Stage and stacks could be deployed according to the order you specified. Order numbers are positive integers. cfn-cli will deploy stacks in stages with lower order first and in each stage stacks with lower order will be deployed first

• Stage Order
• Stack Order

    Stages:
        Stage1:
            Order: 1
            Stack1:
                Order: 1
            Stack2:
                Order: 2
        Stage2:
            Order: 2

For examples, please refer to Order Example

Cross Stack Reference

In config version 3, we support a new feature called cross stack reference.
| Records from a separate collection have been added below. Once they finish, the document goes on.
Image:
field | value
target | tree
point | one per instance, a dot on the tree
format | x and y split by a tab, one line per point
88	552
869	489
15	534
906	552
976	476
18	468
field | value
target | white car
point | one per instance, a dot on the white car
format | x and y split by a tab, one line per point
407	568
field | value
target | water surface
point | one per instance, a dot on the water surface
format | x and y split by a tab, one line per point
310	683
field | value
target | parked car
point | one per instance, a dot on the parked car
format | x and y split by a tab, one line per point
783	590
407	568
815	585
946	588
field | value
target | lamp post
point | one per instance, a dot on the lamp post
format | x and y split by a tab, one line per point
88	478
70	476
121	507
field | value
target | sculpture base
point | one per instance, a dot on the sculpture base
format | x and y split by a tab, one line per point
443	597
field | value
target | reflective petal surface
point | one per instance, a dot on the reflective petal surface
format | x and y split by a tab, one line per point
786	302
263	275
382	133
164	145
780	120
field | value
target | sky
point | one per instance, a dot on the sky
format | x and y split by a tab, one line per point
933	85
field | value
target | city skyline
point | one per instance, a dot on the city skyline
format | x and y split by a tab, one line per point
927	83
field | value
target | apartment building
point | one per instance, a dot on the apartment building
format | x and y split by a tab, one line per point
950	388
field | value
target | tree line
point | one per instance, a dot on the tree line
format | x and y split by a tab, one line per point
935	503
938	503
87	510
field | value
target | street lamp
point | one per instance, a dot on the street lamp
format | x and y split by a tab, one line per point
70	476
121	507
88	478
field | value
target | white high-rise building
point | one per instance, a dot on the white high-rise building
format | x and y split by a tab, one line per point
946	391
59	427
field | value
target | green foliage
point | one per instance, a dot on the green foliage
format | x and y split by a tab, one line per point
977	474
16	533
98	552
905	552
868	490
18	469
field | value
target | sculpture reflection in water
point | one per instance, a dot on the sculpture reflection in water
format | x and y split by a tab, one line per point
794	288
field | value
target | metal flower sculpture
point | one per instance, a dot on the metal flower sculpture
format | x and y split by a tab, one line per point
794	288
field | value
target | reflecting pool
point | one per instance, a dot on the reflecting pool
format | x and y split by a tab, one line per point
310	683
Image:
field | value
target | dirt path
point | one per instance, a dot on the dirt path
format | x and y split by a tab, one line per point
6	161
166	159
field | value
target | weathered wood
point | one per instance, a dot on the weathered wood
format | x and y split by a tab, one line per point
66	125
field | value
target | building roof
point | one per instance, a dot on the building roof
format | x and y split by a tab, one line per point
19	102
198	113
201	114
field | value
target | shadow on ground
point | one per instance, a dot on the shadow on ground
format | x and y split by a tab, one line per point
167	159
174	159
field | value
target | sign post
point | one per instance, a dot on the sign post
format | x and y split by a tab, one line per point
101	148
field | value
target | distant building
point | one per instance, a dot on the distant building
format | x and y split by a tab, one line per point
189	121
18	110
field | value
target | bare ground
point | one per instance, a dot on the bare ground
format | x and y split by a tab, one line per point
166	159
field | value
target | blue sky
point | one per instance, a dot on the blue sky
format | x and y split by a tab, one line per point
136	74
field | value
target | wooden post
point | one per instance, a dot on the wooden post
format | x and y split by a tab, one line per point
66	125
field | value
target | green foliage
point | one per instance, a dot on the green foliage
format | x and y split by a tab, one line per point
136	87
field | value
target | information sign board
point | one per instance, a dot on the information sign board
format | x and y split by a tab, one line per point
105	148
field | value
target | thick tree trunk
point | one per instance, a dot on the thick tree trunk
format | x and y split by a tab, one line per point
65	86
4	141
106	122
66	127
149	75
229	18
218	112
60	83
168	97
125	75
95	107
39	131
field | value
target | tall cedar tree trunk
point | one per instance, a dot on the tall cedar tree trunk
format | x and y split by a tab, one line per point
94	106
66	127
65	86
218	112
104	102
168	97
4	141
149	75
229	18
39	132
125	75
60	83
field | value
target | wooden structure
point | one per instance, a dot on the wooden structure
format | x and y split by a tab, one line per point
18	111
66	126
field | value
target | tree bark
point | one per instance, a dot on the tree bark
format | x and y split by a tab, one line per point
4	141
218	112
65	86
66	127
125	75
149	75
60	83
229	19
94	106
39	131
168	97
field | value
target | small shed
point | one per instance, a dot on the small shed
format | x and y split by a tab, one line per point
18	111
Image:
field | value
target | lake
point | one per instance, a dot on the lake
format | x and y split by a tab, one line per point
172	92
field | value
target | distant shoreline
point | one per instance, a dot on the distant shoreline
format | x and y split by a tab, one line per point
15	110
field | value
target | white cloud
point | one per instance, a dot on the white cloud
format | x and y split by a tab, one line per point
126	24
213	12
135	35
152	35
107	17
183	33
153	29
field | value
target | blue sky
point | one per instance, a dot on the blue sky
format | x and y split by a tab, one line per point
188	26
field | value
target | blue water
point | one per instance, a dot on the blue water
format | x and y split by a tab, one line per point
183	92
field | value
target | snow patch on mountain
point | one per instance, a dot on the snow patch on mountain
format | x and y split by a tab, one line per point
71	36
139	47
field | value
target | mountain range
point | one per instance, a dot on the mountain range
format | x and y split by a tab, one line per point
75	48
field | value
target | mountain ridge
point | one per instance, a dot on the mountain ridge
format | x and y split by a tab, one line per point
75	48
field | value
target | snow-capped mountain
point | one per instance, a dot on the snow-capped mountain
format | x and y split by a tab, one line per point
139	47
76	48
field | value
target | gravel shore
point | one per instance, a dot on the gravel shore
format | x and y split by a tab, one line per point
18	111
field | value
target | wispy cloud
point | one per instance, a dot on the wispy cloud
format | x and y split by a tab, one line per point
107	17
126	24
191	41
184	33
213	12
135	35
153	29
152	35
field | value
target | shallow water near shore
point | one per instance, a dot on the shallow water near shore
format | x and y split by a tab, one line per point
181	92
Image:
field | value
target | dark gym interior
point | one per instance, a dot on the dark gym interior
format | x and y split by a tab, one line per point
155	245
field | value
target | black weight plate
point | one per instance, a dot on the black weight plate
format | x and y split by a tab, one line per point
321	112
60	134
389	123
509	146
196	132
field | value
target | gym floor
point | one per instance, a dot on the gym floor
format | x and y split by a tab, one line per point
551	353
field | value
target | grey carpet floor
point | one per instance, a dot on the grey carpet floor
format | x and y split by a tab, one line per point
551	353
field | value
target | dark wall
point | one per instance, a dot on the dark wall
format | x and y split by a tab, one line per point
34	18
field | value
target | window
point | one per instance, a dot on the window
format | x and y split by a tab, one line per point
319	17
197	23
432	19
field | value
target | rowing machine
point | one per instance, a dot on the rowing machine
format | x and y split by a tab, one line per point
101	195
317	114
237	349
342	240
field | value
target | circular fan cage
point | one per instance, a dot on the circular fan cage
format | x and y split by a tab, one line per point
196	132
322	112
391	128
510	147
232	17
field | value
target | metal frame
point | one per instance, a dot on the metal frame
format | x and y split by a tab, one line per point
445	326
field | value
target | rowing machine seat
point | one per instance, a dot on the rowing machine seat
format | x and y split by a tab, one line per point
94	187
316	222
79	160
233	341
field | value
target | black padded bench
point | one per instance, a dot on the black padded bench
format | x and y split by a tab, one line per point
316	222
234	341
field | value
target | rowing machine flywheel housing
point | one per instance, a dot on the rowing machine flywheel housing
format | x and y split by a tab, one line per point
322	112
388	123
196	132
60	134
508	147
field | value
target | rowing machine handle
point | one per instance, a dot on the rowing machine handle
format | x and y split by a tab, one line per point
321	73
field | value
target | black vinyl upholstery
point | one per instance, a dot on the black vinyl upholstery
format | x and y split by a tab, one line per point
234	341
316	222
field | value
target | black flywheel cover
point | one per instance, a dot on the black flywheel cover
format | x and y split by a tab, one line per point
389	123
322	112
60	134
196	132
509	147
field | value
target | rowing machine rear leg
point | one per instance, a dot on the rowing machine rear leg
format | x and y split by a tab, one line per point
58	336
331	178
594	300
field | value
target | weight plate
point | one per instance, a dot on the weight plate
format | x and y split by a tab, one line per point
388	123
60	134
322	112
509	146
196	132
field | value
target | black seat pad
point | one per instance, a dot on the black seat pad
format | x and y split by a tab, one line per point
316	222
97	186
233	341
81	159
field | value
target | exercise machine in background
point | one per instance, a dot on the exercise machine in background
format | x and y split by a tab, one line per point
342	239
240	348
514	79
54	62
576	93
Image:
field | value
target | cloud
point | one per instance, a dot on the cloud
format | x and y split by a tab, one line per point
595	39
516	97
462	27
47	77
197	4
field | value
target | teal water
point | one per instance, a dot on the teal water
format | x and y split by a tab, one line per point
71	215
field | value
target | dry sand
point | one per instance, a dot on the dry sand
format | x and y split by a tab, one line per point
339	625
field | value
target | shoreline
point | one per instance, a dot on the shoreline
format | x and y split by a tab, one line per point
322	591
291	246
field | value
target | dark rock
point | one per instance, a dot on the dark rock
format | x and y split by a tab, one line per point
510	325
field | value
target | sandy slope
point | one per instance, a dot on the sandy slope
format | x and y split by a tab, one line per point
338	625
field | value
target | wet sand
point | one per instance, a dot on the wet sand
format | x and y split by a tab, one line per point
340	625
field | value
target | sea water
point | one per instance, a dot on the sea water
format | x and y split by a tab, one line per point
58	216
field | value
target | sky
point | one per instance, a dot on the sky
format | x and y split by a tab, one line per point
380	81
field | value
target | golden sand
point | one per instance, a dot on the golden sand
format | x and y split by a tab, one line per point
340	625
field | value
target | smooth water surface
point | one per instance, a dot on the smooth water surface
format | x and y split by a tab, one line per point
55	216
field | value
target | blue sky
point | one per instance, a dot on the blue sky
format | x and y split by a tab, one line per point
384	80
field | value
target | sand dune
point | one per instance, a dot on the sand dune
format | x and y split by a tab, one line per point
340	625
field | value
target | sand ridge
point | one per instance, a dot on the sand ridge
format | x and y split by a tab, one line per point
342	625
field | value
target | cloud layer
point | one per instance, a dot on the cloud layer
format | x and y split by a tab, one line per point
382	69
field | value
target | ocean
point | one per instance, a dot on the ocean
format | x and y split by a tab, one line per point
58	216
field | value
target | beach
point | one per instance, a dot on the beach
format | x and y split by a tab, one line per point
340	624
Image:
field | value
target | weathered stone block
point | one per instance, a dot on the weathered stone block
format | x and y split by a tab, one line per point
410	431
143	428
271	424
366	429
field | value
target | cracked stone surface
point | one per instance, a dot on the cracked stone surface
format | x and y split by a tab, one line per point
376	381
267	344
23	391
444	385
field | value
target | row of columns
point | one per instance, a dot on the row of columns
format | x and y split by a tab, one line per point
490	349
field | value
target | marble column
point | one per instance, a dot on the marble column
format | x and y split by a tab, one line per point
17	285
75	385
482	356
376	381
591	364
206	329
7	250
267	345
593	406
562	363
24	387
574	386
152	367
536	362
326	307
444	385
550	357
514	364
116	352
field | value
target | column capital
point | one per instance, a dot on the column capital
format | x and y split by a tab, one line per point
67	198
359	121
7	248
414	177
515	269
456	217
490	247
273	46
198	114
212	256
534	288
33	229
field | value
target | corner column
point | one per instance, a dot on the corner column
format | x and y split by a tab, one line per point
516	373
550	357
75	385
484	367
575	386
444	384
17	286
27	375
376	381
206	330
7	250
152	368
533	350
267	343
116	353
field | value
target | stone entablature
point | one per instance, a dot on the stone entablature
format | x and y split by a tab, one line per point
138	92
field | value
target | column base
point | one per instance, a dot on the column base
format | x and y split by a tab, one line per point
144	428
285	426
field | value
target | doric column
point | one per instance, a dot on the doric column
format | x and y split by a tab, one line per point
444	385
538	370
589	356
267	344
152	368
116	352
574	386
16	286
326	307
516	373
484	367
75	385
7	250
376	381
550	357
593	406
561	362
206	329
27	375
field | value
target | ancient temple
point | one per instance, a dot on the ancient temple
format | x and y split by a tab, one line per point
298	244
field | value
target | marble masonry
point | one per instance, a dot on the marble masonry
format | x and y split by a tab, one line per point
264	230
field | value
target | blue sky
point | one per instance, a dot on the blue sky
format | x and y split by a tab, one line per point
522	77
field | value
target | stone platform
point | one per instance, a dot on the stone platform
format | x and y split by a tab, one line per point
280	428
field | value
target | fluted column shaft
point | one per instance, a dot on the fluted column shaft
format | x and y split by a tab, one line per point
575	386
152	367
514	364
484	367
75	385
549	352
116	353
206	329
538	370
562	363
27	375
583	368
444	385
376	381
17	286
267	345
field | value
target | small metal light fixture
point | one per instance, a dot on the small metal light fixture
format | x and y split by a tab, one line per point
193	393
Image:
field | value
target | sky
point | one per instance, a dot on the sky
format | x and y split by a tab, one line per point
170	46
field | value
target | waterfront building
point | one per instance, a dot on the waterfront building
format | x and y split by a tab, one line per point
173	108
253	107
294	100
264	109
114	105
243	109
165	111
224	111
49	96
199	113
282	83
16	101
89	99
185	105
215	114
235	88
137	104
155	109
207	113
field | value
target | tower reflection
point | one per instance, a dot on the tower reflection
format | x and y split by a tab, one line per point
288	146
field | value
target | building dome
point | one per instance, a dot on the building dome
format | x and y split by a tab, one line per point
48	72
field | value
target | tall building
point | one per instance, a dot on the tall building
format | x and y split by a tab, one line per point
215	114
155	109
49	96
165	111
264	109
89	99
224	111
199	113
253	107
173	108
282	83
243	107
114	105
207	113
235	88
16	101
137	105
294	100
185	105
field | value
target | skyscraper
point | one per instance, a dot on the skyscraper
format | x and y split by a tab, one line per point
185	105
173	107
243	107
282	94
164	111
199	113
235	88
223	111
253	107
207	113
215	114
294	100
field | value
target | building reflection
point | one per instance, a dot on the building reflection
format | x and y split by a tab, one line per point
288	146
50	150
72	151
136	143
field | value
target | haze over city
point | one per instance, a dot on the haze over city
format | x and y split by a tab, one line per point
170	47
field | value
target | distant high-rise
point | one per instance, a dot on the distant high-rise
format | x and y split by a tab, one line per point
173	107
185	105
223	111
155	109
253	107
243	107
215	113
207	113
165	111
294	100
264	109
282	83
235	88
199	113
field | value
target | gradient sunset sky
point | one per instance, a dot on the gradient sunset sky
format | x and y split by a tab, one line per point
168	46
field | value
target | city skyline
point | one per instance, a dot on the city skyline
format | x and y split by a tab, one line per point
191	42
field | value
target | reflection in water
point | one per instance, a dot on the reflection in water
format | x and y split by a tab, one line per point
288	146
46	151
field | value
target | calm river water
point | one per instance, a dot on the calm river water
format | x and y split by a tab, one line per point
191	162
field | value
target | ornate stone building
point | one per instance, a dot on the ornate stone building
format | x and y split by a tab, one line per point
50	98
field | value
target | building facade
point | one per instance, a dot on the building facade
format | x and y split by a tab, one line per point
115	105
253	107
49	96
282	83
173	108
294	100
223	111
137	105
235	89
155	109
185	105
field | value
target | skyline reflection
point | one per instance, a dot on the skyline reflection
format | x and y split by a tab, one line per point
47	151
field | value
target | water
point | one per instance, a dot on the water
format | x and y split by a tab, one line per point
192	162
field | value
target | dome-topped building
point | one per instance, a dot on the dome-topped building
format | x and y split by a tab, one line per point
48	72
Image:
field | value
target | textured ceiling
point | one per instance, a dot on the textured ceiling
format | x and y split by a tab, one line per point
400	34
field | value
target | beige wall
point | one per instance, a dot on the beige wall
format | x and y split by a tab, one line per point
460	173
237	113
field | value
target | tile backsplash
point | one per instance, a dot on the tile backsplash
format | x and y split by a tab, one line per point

In many cases, stacks' input depends on outputs from other stacks during deployment, so this new feature will allow stacks collect their inputs as needed and be deployed without interruption.

An attribute could reference ouputs of another stack by using the following syntax:

Stack1:
    Parameters:
        VpcId: ${StageName.StackName.OutputName}

For example, please refer to Cross Stack Example

Please Note: You should take care of the order of deployment yourself so that referenced stack is deployed first

Migrate from 2.0.x

Config File

If you are using new "cross stack reference" feature then version 3 is required:

Version: 3

Also NotificationARNs, ResourceTypes, RollbackConfiguration are supported now but no changes is required if old config file is not using them.

Migrate from 0.x

Config File

New configuration file supports multiple stages and stacks, to convert an 0.x configure file to current version,

1. Add following block to the head of conf file and indent properly:

Version: 2
Stages:
  Default:
    << old config file >>

2. Change any TemplateURL or TemplateBody parameter to Template.

For example:

Old:

Stack:
  TemplateURL:          https://s3.amazonaws.com/cloudformation-templates-us-east-1/IAM_Users_Groups_and_Policies.template
  Region:               us-east-1
  StackName:            SampleIAMUsersGroupsAndPolicies
  Capabilities:         [CAPABILITY_IAM]
  Parameters:
    Password:           bob180180180
  Tags:
    project:            Bob

New:

Version: 2
Stages:
  Default:
    Stack:
      Template:          https://s3.amazonaws.com/cloudformation-templates-us-east-1/IAM_Users_Groups_and_Policies.template
      Region:               us-east-1
      StackName:            SampleIAMUsersGroupsAndPolicies
      Capabilities:         [CAPABILITY_IAM]
      Parameters:
        Password:           bob180180180
      Tags:
        project:            Bob

CLI

• cfn is renamed to cfn-cli to avoid conflict with troposphere.
• template command is removed.
• changeset command is removed, but a new sync command is added.
• Because config file supports multiple stages and stacks, stack selector must be specified when you want to operate a subset of stacks.

Sync

New sync command combines aws cloudformation package and aws cloudformation deploy in one step:

cfn changeset create
cfn changeset execute

Is replaced by:

cfn-cli -s sam.api sync

sync uses ChangeSet internally which is useful when dealing with template transforms (eg: SAM or macros).